Immunoglobulin as a risk factor for contrast media nephrotoxicity

Nader Bassilios, Lucile Mercadal and Gilbert Deray

Nephrology Department, CHU Pitié-Salpêtrière, Paris, France

Sir,

Nephrotoxicity of iodinated radiographic agents remains frequent [1,2]. The incidence of radiocontrast nephropathy varies from 0 to 90%, depending on a number of risk factors such as: renal insufficiency, diabetes mellitus, congestive heart failure, dehydration volume of the contrast agent administered and the use of other nephrotoxic drugs [1,3,4].

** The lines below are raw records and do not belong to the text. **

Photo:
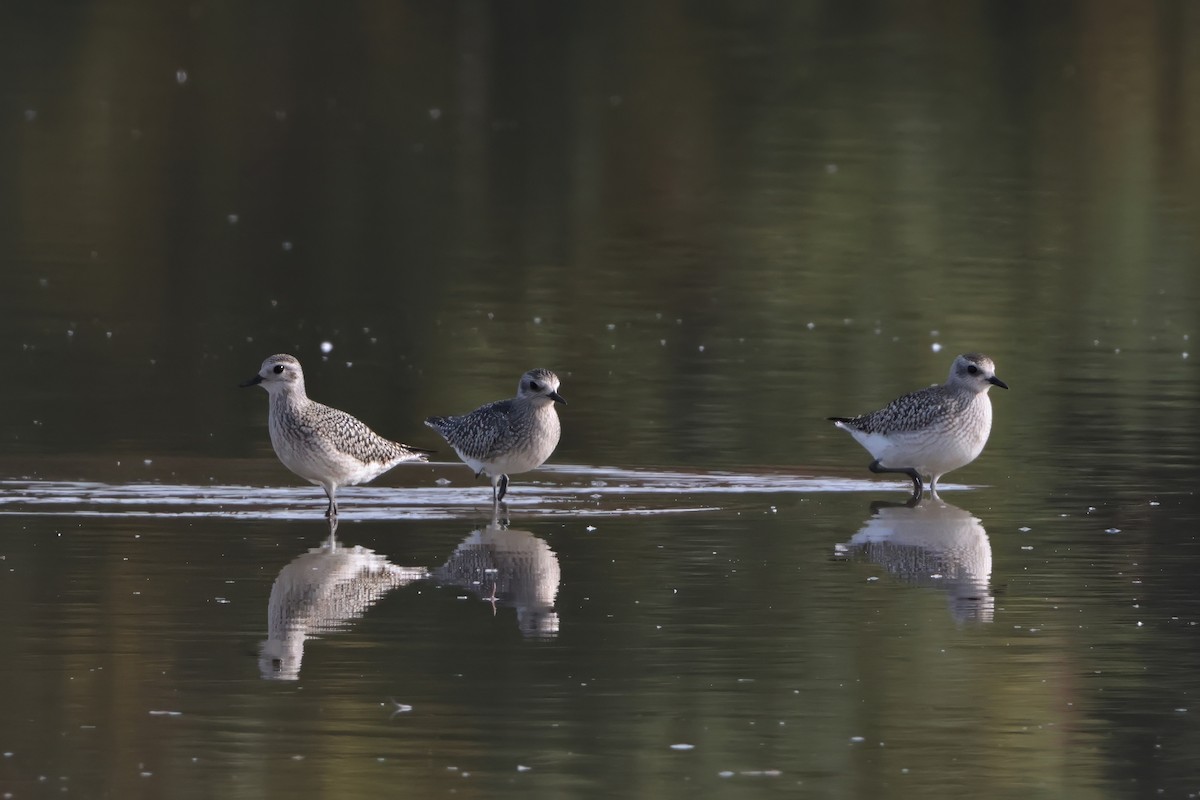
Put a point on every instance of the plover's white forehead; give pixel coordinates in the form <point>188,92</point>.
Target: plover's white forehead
<point>539,380</point>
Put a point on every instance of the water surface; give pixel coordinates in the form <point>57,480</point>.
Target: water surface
<point>719,224</point>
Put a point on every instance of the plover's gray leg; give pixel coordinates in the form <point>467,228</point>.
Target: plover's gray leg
<point>917,487</point>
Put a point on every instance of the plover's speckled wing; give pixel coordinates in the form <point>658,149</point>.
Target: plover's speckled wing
<point>479,434</point>
<point>913,411</point>
<point>352,437</point>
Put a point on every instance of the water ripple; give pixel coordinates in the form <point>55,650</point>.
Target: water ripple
<point>562,489</point>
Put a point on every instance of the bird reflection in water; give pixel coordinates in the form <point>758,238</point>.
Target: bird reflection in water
<point>931,543</point>
<point>508,567</point>
<point>322,591</point>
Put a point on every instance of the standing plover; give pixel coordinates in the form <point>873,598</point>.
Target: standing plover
<point>318,443</point>
<point>933,431</point>
<point>510,435</point>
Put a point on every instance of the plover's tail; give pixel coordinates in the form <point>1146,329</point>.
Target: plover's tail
<point>414,453</point>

Intravenous immunoglobulins (IVIG) are used for a variety of disorders such as: chronic lymphocytic leukaemia, idiopathic thrombocytopenic purpura, Kawasaki's syndrome and Guillain-Barré syndrome [5]. IVIG have well known side-effects including: hypertension, chest pain, myalgia, fever and chills [6]. Acute renal failure (ARF) is a known but less frequent side-effect of IVIG [6].

We describe two patients who developed ARF after IVIG therapy in association with the injection of iodinated radio-contrast agent.

Case 1.

A 51-year-old woman was hospitalized for haemolytic anaemia and thrombocytopenic purpura after failure of a variety of immunosuppressive therapies to control her hepatitis C. The patient had a past history for hypertension, unstable angina controlled with medical treatment, adult onset diabetes actually treated by insulin and hepatitis C-positive liver cirrhosis without ascites.

On admission the patient's medication included trimetazidine 20 mg three times daily, molsidomine 2 mg three times daily, acebutolol 100 mg three times daily, amlodipine 5 mg/day and human insulin 2 injections/day. The initial blood urea nitrogen and serum creatinine were 5 mmol/l and 80 µmol/l respectively. Urine analysis showed microalbuminuria (150 mg/day).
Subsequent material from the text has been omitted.